What advice would you give to anyone thinking about whether they should take on a CEO role?

Are you prepared to make the personal commitment and sacrifice to make it successful? Leadership starts at the top - are you fully committed to the objectives and cause? You need to be prepared to invest the time and effort because it’s all consuming. You will set the culture. Do you have a clear vision about that to make it real?


What is your most effective method for assessing prospective new hires?

Taking capability as a given, I look for energy and enthusiasm.


When have you got it most wrong professionally and what did you learn?

Biggest mistakes have been poor investments due to a poor decision-making process. Success has a thousand fathers, as they say, but the key is to learn from an investment that fails as you can’t make every investment successful. Most often it has been down to poor judgement, which normally comes on the back of poor information. The lesson is usually a reminder of the need to be thorough - it’s not about boiling the ocean but making sure you are looking at the right issues and seeing the wood for the trees. Things can always go wrong with an investment but if it’s the result of a risk you didn’t identify, then you didn’t do your work properly.


When history looks back on the next 20 years, what do you predict will define the period?

The next phase of industrial revolution, which is a technology driven revolution. The whole nature of work is changing. New industries are being created and old ones disappearing. It will create significant opportunities, but also huge social and economic upheaval which will need to be carefully managed.



Your Nurole Experience

How did you hear about Nurole?

A recommendation.


What made you sign up?

I believe in practicing what we preach and supporting small companies. It would be hypocritical not to support new businesses and disruptive approaches looking to make a big impact.


How have you found the experience as a member?

Highly efficient. I have a full-time executive role and was only interested in taking on one non-executive PLC role, so the alerts are very effective.


What advice would you have for other members applying through the platform?

Don’t tick every box - if you think you can do any role at any company anywhere, you are not being targeted enough.

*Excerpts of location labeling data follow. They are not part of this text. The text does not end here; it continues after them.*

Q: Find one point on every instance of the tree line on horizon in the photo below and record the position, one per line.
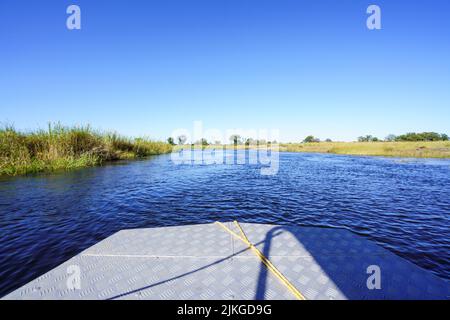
(238, 140)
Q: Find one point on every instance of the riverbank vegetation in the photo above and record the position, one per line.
(64, 148)
(414, 145)
(418, 149)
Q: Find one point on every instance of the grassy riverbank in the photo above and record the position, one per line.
(419, 149)
(65, 148)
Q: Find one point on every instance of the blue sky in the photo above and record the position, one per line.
(303, 67)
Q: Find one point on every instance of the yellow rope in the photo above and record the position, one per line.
(264, 260)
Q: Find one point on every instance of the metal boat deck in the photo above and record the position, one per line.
(206, 262)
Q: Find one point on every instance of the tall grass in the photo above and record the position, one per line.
(418, 149)
(61, 147)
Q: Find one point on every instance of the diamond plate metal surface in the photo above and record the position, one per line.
(206, 262)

In one sentence, how would you explain what Nurole does to someone who doesn’t know it?

Increasingly effective and targeted platform that puts interesting opportunities in front of you.



About You - 10 Question Quick Fire

3 words the person who has worked most with you would use to characterise you?

Energetic, ambitious, passionate.

Favourite book?

1984, George Orwell.

Favourite restaurant?

Franco’s, Jermyn Street.

Favourite quote?

“If -”, Rudyard Kipling.

Greatest passion?

Other than my family; magic and squash.

Best life hack?

Playing squash, which enables me to switch off and recharge my brain.

Professional achievement of which you are most proud?

Setting up BGF.

Role model / mentor?

I have a very good Chairman, Sir Nigel Rudd. He is a great leader for our business.

When does your alarm go off and how many hours of sleep do you have on average?

Alarm goes off at 5:30 - I usually sleep 5-6 hours.

Best idea for a £10,000 investment?

Invest in cyber security. It’s a new industry which is clearly going to be massive.